Un chiffre qui contraste fortement avec l’objectif affiché par Marcelo Rebelo de Sousa lors de son élection à la présidence de la République, en 2016. Le chef de l’État portugais, qui quittera ses fonctions le 18 janvier 2026 après deux mandats, ambitionnait alors d’atteindre le zéro personne à la rue d’ici 2023.
Un engagement salué, mais un bilan préoccupant
Si le bilan chiffré est alarmant, l’action du président sortant n’est pas unanimement critiquée. Plusieurs responsables associatifs saluent au contraire son implication personnelle dans la lutte contre le sans-abrisme.
« En mobilisant des entités publiques et privées, il a contribué à recentrer l’attention sur les solutions », explique Maria João Vargas Moniz, professeure à l’Institut universitaire Ispa, à Lisbonne, et coordinatrice exécutive du projet HOME_EU.
Selon elle, cette mobilisation a permis de réduire les dysfonctionnements institutionnels : « Il y avait beaucoup de désarticulations. Cela a obligé les systèmes à s’organiser. Aujourd’hui, il y a aussi moins de tolérance face à ce phénomène. »
Une crise du logement persistante
Malgré ces avancées, la situation reste jugée hautement problématique. Le nombre de personnes sans abri a plus que triplé en neuf ans, dans un contexte de grave crise du logement marquée par la flambée des loyers, la pénurie de logements accessibles et la pression touristique dans les grandes villes comme Lisbonne ou Porto.
Pour Henrique Joaquim, coordinateur national de la Stratégie nationale pour l’intégration des personnes sans-abri, cette augmentation s’explique en partie par une meilleure identification des situations de rue.
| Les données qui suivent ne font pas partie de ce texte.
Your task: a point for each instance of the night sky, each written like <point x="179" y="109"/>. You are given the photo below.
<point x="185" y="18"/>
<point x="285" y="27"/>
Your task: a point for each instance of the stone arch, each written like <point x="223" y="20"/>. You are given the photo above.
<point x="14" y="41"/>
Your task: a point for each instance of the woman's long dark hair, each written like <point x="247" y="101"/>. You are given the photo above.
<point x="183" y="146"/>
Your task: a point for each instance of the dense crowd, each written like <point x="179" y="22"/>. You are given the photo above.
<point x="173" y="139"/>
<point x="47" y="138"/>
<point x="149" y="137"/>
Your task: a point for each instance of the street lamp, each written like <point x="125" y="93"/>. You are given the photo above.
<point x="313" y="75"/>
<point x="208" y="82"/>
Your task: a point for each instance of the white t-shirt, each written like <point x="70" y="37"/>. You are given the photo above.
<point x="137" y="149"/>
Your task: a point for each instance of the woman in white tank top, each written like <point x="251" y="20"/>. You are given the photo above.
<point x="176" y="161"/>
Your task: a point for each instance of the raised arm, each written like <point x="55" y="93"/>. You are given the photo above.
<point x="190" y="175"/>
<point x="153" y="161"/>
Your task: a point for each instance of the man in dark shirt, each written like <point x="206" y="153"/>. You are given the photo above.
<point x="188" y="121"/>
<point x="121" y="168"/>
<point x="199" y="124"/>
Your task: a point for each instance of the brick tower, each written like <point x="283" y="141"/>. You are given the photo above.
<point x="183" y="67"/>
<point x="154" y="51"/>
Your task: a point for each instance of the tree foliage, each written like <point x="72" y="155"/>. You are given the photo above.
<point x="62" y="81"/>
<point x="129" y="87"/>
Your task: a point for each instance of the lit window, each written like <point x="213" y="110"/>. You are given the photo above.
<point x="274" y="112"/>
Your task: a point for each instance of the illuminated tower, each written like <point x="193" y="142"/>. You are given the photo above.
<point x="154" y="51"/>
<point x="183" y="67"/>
« Il y a une amélioration continue du diagnostic », affirme-t-il, soulignant que les personnes sans domicile sont aujourd’hui davantage recensées et intégrées aux statistiques officielles.
Un profil social marqué
Les données révèlent également un profil dominant parmi les personnes vivant dans la rue. Il s’agit majoritairement d’hommes portugais, faiblement scolarisés, âgés de 44 à 65 ans, et bénéficiaires du revenu social d’insertion.
Les femmes sans abri, quant à elles, sont nettement plus jeunes, certaines ayant moins de 18 ans, ce qui souligne une vulnérabilité accrue et des parcours souvent marqués par des ruptures familiales ou des violences.
À l’approche de la fin du mandat de Marcelo Rebelo de Sousa, la question du sans-abrisme s’impose comme l’un des défis sociaux majeurs du Portugal. Entre efforts institutionnels, amélioration des politiques publiques et urgence de solutions structurelles en matière de logement, le pays reste confronté à une réalité sociale de plus en plus visible dans l’espace public.